The derivative of e^x is e^x. This is a unique property of the exponential function — it is its own derivative.

What is the derivative of ln(x)?

The derivative of ln(x) is 1/x, for x > 0.

What is the derivative of tan(x)?

The derivative of tan(x) is sec²(x) = 1/cos²(x).

How do I evaluate the derivative at a specific point?

Enable the "Show advanced options" toggle and enter a value in the "Evaluate at x =" field. The calculator will evaluate the derivative at that point.

Why is the chain rule important?

The chain rule allows us to differentiate composite functions — functions within functions. It is one of the most important rules in calculus and is used extensively in optimization and machine learning.

What is a higher-order derivative?

A higher-order derivative is the derivative of a derivative. The second derivative f''(x) measures the rate of change of the first derivative, indicating concavity. This calculator focuses on first derivatives.

How accurate is this derivative calculator?

This calculator performs symbolic differentiation using precise mathematical rules. The results are exact for the supported function types. Numeric evaluations are rounded to the specified precision.

What are derivatives used for in real life?

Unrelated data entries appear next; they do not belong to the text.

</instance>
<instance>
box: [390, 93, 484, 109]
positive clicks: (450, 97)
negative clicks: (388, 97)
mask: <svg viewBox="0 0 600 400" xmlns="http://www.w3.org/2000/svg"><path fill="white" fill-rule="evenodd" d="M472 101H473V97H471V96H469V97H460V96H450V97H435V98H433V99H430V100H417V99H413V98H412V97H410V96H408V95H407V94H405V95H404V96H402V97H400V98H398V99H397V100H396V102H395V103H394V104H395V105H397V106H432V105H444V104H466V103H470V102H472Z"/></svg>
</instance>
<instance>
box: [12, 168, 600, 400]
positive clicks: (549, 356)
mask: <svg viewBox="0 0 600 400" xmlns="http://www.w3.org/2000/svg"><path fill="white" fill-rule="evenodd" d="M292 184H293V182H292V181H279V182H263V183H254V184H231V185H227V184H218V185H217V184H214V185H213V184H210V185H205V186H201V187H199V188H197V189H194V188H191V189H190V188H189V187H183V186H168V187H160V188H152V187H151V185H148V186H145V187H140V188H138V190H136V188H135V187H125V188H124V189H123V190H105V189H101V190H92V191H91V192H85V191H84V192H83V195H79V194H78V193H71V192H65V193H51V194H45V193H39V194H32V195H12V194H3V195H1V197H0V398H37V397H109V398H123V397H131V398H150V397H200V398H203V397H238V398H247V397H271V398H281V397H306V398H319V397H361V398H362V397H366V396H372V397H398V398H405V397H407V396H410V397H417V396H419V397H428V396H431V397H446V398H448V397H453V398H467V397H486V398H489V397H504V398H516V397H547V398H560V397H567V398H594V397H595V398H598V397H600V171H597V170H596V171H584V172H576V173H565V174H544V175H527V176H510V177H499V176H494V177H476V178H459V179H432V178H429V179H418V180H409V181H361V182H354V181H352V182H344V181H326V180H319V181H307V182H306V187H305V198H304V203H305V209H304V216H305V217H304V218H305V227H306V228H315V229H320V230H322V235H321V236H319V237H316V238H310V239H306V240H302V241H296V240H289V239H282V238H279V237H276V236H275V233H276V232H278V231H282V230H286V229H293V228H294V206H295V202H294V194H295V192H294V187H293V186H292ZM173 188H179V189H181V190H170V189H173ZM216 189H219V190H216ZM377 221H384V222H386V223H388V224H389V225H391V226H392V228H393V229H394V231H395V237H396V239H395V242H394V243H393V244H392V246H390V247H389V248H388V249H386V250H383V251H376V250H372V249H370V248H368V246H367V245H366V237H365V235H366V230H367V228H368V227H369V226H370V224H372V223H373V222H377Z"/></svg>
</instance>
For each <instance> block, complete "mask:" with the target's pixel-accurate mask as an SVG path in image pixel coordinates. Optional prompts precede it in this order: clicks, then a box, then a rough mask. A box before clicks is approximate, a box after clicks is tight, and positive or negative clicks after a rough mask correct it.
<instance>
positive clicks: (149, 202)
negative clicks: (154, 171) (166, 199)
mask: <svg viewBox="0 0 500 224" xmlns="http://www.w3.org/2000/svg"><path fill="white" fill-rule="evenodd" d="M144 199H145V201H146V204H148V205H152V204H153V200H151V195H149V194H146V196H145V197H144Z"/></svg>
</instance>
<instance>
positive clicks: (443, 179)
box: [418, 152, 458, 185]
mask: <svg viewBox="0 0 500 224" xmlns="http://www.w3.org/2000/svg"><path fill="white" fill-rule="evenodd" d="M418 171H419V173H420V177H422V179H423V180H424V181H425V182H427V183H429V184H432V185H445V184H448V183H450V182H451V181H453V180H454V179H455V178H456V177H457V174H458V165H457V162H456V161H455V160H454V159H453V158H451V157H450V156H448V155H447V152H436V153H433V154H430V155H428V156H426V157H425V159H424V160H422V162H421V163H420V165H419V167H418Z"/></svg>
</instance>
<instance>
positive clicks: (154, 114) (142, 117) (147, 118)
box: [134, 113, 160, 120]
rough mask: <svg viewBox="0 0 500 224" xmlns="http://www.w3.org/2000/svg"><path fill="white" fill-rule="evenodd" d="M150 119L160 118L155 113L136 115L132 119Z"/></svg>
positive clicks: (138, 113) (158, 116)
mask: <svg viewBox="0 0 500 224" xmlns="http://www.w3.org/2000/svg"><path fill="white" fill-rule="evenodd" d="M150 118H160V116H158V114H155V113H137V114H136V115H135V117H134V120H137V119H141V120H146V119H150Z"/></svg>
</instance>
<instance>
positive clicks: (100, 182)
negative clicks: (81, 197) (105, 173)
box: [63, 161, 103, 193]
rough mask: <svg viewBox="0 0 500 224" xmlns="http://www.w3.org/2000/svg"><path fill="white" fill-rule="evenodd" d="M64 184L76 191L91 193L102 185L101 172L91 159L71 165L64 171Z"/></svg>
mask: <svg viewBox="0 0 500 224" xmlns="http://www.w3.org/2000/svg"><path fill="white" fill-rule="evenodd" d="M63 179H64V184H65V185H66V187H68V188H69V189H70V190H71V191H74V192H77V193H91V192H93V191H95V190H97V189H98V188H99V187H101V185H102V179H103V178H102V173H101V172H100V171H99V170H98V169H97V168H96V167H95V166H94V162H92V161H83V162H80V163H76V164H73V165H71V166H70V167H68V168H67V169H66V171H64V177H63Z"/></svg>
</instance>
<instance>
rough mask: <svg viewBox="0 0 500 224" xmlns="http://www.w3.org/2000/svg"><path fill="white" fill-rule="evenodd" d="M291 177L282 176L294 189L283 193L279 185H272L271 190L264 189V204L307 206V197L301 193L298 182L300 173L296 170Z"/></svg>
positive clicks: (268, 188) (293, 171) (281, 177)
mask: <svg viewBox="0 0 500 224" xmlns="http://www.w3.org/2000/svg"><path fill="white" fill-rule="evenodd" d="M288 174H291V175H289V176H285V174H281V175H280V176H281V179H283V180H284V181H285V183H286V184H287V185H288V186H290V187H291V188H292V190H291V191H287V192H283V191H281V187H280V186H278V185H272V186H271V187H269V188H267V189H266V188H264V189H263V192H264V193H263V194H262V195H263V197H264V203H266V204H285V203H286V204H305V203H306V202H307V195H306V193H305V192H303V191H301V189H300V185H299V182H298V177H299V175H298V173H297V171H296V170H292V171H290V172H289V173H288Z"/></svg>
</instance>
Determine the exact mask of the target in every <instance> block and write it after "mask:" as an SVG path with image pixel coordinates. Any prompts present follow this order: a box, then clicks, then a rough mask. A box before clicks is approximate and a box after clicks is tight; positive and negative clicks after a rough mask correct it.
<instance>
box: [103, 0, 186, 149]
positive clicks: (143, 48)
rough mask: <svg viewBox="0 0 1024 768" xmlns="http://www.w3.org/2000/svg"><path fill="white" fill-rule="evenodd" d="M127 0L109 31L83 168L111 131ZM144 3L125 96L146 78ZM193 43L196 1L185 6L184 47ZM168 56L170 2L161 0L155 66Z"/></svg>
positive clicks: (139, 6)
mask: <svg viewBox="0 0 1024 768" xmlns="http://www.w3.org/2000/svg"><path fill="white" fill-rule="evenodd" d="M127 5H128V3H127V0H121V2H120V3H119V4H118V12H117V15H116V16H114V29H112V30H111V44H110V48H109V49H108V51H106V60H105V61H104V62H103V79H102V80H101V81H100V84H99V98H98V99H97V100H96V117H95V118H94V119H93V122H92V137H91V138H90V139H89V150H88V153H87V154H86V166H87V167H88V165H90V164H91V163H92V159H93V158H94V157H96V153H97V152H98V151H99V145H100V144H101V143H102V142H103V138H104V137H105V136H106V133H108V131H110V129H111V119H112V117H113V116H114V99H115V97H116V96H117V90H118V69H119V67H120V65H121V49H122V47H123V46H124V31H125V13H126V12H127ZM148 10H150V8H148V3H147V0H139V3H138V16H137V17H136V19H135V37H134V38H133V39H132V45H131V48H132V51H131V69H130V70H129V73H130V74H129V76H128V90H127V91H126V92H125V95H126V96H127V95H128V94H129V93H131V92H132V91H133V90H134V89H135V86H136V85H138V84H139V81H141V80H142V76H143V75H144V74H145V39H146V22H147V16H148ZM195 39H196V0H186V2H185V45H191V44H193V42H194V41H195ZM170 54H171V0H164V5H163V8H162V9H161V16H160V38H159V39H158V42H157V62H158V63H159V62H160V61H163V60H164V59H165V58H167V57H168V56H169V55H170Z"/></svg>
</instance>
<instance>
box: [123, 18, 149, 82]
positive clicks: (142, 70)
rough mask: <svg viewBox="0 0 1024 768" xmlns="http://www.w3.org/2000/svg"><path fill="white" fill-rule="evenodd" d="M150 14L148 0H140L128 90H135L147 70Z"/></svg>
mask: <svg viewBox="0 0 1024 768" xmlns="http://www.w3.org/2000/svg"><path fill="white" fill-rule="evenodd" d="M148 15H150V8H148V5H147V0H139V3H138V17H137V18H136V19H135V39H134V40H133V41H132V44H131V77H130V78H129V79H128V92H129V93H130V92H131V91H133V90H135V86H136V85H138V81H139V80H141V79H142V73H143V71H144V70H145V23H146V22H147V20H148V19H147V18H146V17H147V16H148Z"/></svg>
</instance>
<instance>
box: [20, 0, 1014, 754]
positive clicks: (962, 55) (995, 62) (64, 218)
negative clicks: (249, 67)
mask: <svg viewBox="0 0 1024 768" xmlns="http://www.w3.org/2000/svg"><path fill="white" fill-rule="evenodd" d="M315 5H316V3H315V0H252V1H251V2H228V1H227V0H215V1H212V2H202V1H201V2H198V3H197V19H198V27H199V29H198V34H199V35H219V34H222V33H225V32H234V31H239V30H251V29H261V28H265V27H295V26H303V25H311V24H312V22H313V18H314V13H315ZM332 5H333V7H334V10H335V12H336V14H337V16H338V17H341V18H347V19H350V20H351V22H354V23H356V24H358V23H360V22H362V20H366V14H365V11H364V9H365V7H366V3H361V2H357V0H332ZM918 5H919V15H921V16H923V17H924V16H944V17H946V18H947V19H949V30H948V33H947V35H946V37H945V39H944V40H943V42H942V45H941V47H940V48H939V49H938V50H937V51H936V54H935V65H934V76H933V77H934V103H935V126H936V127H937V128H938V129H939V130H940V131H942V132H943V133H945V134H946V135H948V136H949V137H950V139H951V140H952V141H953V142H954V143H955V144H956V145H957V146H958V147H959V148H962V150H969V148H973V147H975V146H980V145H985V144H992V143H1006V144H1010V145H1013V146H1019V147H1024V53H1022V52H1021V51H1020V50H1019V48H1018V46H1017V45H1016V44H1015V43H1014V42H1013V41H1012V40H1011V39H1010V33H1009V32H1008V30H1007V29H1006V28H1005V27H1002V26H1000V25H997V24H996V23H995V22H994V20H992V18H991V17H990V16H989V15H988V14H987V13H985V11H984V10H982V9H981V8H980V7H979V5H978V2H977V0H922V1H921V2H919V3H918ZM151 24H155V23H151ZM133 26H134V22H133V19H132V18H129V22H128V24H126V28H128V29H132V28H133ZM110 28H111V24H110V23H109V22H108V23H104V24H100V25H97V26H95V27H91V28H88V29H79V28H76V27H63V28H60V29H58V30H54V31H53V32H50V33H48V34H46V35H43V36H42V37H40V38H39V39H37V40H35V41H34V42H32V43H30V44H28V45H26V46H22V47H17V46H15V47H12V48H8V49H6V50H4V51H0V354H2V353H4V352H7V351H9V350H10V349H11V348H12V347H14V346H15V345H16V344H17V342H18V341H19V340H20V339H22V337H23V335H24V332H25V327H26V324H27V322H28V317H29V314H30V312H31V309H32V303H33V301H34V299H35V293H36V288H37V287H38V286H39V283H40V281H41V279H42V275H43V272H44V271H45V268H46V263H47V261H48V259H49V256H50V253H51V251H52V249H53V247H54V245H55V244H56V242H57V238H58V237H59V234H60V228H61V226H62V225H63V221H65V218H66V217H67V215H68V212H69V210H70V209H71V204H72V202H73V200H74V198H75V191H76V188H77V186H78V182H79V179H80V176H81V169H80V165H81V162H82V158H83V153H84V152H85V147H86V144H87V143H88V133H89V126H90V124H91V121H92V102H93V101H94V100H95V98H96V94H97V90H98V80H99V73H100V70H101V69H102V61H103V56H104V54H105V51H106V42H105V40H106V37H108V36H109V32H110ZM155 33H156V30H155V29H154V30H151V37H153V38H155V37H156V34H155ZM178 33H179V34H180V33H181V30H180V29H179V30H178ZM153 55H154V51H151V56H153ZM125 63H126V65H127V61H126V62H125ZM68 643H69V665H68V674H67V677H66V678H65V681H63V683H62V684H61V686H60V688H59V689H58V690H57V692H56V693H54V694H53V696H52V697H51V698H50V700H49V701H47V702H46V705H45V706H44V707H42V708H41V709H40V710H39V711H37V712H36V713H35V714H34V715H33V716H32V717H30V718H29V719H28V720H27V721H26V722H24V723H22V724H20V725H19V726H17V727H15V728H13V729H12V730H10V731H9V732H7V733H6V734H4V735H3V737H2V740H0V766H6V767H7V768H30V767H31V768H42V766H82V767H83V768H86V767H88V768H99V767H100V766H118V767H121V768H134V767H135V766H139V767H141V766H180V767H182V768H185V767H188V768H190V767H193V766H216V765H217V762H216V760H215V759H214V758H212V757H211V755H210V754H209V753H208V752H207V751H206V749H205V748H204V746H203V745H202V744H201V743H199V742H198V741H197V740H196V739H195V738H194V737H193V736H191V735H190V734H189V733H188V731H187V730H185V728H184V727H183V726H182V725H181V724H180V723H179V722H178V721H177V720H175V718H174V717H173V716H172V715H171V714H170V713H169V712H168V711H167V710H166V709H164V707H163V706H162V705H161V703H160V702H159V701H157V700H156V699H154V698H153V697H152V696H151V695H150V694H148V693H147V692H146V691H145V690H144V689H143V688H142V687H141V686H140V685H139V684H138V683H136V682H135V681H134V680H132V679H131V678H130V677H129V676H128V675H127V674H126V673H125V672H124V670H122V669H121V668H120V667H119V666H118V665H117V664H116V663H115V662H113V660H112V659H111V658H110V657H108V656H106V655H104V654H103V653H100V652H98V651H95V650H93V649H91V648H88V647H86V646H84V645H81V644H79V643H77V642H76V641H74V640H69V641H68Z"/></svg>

Derivatives are used in physics (velocity, acceleration), economics (marginal analysis), engineering (optimization), biology (population dynamics), machine learning (gradient descent), and many other fields.

Can I use this calculator for homework?

Yes! This calculator is designed to help students learn calculus by showing step-by-step solutions. It's a great tool for checking your work and understanding the differentiation process.